1. Discomfort around returning to the office is linked to social anxiety.
Nearly half of those who work at a company that may have some form of office-based work in the future are comfortable coming back, bearing in mind an additional 20% have already returned.
So actual discomfort rates are quite low among workers across different demographics, and most are looking forward to spending time with colleagues face-to-face.
This begs the question what exactly makes people uncomfortable.
It’s quite telling that social anxiety and not worries around safety is the factor standing out the most among those feeling uncomfortable with in-office work.
Social interactions in the past two years have been reduced and it’s no surprise that comfort levels are, for the most part, being dictated by how anxious people feel being around others again.
Even among those describing themselves as social or outgoing, it’s still 3 in 10 who are most worried about feelings of social anxiety when it comes to returning to the office.
Employers shouldn’t underestimate this as the figure jumps to 42% among those with a mental health condition.
Forcing employees who are already struggling mentally to an in-office environment won’t have any benefits for the person nor the business.
It’s vital that leaders not only acknowledge but also normalize the issue and make small steps into easing people back in – each at their own pace.
Investing in software solutions like Spill or Happify, for example, is also a fruitful way to support your workers’ wellbeing and help them overcome concerns.
2. Productivity and social interactions are closely interlinked.
Improving efficiency and productivity has always been a top initiative for businesses.
In fact, for a third of decision makers this is key to driving growth in the next year, surpassing things like improving innovation (28%) and better marketing (27%).
But at the same time, WFH productivity has proved one of the most fascinating paradoxes emerging from the pandemic.
On the one hand, the number one benefit workers cite when it comes to remote working is having more time on their hands.
On the other hand, though, their top challenge has to do with trouble focusing due to distractions which ultimately harms productivity, and hence workplace satisfaction.
So it becomes increasingly obvious that ultimately, people need structure and social interaction to be productive – something that the office can provide.
And our Zeitgeist data from October supports this.

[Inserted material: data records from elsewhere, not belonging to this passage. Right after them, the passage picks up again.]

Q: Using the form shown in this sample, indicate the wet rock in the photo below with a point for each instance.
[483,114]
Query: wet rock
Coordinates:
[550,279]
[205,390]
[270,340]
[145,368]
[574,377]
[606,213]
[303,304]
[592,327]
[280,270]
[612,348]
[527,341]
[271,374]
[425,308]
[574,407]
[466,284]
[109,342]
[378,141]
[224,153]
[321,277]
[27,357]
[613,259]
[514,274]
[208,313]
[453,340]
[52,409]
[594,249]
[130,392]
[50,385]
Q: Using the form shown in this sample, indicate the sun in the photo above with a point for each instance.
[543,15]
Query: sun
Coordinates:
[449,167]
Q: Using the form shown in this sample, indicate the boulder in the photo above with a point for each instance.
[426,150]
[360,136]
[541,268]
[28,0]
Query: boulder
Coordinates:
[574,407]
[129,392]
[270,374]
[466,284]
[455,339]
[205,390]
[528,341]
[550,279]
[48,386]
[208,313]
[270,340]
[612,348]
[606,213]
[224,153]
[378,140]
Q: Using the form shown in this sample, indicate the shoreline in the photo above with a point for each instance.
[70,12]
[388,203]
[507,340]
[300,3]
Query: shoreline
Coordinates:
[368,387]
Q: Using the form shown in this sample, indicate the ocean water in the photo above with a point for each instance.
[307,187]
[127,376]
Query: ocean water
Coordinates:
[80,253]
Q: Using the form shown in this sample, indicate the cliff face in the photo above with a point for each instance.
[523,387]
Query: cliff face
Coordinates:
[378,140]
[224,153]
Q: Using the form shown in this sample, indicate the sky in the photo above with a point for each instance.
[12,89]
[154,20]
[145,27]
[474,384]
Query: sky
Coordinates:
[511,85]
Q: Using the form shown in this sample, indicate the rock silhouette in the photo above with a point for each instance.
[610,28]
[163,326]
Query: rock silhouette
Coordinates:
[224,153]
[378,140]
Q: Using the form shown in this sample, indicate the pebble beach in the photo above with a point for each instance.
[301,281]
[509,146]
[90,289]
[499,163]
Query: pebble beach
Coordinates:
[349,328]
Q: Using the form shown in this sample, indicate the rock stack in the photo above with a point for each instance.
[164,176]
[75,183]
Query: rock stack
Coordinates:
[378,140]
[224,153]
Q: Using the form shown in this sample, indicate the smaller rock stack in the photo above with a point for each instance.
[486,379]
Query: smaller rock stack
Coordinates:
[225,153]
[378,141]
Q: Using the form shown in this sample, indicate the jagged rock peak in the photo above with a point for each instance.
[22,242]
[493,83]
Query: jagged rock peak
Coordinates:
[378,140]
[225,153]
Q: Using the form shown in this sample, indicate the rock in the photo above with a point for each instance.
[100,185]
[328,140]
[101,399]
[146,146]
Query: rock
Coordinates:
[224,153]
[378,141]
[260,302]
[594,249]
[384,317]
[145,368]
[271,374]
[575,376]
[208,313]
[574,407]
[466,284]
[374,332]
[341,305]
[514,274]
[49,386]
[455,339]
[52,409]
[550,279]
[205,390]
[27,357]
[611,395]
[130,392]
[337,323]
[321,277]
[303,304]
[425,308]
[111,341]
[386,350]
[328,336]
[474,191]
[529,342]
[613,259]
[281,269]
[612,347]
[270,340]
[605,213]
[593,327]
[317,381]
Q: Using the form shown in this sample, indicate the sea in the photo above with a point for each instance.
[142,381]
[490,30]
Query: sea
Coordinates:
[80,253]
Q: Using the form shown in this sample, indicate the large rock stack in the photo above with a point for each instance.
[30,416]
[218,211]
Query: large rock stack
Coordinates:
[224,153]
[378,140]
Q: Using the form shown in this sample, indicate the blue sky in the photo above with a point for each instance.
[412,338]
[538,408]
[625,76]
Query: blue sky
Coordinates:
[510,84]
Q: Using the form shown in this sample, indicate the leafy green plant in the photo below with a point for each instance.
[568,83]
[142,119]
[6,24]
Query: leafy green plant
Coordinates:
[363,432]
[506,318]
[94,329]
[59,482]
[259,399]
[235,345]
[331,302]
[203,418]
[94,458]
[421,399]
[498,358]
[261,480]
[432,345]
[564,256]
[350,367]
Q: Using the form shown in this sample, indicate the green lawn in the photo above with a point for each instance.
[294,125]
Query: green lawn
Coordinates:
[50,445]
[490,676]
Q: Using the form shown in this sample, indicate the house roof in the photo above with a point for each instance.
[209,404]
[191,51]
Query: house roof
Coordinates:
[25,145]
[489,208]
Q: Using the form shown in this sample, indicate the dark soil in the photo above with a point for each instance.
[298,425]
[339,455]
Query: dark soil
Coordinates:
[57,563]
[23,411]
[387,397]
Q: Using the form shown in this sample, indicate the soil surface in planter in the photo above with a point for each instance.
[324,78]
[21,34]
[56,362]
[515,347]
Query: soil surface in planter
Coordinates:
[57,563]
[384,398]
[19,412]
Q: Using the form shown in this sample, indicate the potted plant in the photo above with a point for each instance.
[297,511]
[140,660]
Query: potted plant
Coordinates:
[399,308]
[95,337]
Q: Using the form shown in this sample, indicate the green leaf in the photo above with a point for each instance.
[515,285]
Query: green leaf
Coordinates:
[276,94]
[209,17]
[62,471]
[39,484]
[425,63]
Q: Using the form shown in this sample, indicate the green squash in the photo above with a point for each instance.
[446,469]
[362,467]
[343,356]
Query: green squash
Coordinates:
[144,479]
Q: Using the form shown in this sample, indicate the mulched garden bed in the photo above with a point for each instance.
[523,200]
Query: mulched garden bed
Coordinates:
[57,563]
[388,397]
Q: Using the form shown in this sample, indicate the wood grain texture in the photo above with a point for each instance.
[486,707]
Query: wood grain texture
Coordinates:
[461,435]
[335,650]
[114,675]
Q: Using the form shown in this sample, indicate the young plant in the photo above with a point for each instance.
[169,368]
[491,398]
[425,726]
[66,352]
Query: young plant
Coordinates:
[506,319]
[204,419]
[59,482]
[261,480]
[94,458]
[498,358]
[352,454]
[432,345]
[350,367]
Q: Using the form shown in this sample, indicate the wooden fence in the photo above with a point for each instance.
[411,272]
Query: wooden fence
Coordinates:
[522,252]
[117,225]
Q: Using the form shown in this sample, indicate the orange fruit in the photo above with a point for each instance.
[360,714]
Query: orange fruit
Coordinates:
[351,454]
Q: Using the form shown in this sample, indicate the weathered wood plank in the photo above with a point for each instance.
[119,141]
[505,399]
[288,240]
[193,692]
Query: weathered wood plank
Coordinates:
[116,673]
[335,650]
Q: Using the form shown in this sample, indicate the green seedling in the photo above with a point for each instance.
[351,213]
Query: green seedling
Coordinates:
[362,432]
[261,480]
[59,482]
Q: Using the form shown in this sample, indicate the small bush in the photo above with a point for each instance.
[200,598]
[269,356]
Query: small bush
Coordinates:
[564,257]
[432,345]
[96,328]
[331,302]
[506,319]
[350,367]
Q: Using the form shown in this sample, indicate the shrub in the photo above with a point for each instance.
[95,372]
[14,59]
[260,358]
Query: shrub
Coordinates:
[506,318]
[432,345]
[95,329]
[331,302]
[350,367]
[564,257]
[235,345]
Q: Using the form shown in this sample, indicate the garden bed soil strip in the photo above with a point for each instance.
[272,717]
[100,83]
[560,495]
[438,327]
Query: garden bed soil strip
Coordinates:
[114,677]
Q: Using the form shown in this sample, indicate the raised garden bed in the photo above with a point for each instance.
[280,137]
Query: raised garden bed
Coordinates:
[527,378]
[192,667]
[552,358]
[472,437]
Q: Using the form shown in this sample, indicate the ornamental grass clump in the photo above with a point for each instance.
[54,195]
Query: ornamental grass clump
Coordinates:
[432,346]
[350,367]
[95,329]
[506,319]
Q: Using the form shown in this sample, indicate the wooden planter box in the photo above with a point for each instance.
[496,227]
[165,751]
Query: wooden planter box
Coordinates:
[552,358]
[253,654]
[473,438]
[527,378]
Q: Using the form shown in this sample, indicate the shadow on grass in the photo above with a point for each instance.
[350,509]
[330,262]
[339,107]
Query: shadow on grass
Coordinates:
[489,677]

For young professionals especially, increased productivity is what they’re looking forward to the most when it comes to returning to the office.
The bottom line is employers shouldn’t be afraid of asking professionals to return to the office in the future.
Our data clearly shows this will most likely be beneficial rather than harmful so long as it’s done with the necessary considerations in place.
Even when we look at the link between searching for a new job and future workspace, those WFH are more likely to jump ship than professionals returning to the office.
The important thing is that leaders remember to:
- support individual needs while easing people back in, and remain agile with the COVID-19 situation;
- address issues that might be making professionals uncomfortable, like social anxiety;
- review working policies in a way that flexible working is not only permitted but encouraged.